Liang Heng, Jiang Kun, Yan Tong-An, Chen Guang-Hui
Department of Chemistry, Key Laboratory for Preparation and Application of Ordered Structural Materials of Guangdong Province, Shantou University, Shantou 515063, Guangdong, China.
Department of Natural Science, Shantou Polytechnic, Shantou 515041, Guangdong, China.
ACS Omega. 2021 Mar 19;6(13):9066-9076. doi: 10.1021/acsomega.1c00100. eCollection 2021 Apr 6.
The inert gases Xe and Kr mainly exist in the used nuclear fuel (UNF) with the Xe/Kr ratio of 20:80, which it is difficult to separate. In this work, based on the G-MOFs database, high-throughput computational screening for metal-organic frameworks (MOFs) with high Xe/Kr adsorption selectivity was performed by combining grand canonical Monte Carlo (GCMC) simulations and machine learning (ML) technique for the first time. From the comparison of eight classical ML models, it is found that the XGBoost model with seven structural descriptors has superior accuracy in predicting the adsorption and separation performance of MOFs to Xe/Kr. Compared with energetic or electronic descriptors, structural descriptors are easier to obtain. Note that the determination coefficients of the generalized model for the Xe adsorption and Xe/Kr selectivity are very close to 1, at 0.951 and 0.973, respectively. In addition, 888 and 896 MOFs have been successfully predicted by the XGBoost model among the top 1000 MOFs in adsorption capacity and selectivity by GCMC simulation, respectively. According to the feature engineering of the XGBoost model, it is shown that the density (ρ), porosity (ϕ), pore volume (Vol), and pore limiting diameter (PLD) of MOFs are the key features that affect the Xe/Kr adsorption property. To test the generalization ability of the XGBoost model, we also tried to screen MOF adsorbents on the CO/CH mixture, it is found that the prediction performance of XGBoost is also much better than that of the traditional machine learning models although with the unbalanced data. Note that the dimension of features of MOFs is low while the quantity of MOF samples in database is very large, which is suitable for the prediction by model such as XGBoost to search the global minimum of cost function rather than the model involving feature creation. The present study represents the first report using the XGBoost algorithm to discover the MOF adsorbates.
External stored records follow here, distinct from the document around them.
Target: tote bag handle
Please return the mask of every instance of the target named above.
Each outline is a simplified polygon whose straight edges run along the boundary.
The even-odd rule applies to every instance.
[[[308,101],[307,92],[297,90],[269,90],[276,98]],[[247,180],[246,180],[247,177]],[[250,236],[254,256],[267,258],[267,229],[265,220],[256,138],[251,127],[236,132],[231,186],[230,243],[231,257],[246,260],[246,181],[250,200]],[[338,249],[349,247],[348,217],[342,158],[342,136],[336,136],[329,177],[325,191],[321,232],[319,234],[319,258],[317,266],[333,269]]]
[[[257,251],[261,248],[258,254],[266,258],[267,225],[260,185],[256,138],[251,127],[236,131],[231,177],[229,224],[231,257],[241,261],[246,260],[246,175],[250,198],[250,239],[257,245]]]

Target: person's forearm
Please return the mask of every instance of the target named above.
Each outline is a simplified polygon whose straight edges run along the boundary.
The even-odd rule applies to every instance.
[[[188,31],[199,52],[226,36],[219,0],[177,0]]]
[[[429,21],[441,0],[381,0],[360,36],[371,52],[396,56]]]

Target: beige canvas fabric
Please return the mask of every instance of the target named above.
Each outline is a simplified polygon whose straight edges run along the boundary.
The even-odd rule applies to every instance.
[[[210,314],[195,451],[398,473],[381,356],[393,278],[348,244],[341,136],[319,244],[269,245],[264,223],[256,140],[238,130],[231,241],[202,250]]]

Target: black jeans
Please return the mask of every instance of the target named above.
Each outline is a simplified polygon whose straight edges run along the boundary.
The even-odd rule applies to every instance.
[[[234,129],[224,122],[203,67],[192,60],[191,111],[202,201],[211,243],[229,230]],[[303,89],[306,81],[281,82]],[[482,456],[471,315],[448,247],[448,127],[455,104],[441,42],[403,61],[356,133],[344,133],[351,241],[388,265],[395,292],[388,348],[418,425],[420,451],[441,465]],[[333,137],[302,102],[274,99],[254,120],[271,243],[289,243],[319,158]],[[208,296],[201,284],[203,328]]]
惰性气体氙(Xe)和氪(Kr)主要存在于乏核燃料(UNF)中,其Xe/Kr比例为20:80,难以分离。在本工作中,基于G-MOFs数据库,首次结合巨正则蒙特卡罗(GCMC)模拟和机器学习(ML)技术,对具有高Xe/Kr吸附选择性的金属有机框架(MOF)进行了高通量计算筛选。通过对八个经典ML模型的比较发现,具有七个结构描述符的XGBoost模型在预测MOF对Xe/Kr的吸附和分离性能方面具有更高的准确性。与能量或电子描述符相比,结构描述符更容易获得。值得注意的是,Xe吸附和Xe/Kr选择性的广义模型的决定系数非常接近1,分别为0.951和0.973。此外,在通过GCMC模拟吸附容量和选择性排名前1000的MOF中,XGBoost模型分别成功预测了888个和896个MOF。根据XGBoost模型的特征工程,结果表明MOF的密度(ρ)、孔隙率(ϕ)、孔体积(Vol)和孔极限直径(PLD)是影响Xe/Kr吸附性能的关键特征。为了测试XGBoost模型的泛化能力,我们还尝试对CO/CH混合物的MOF吸附剂进行筛选,发现尽管数据不平衡,但XGBoost的预测性能也远优于传统机器学习模型。值得注意的是,MOF的特征维度较低,而数据库中的MOF样本数量非常大,这适合于通过XGBoost等模型进行预测,以搜索成本函数的全局最小值,而不是涉及特征创建的模型。本研究是首次使用XGBoost算法发现MOF吸附质的报告。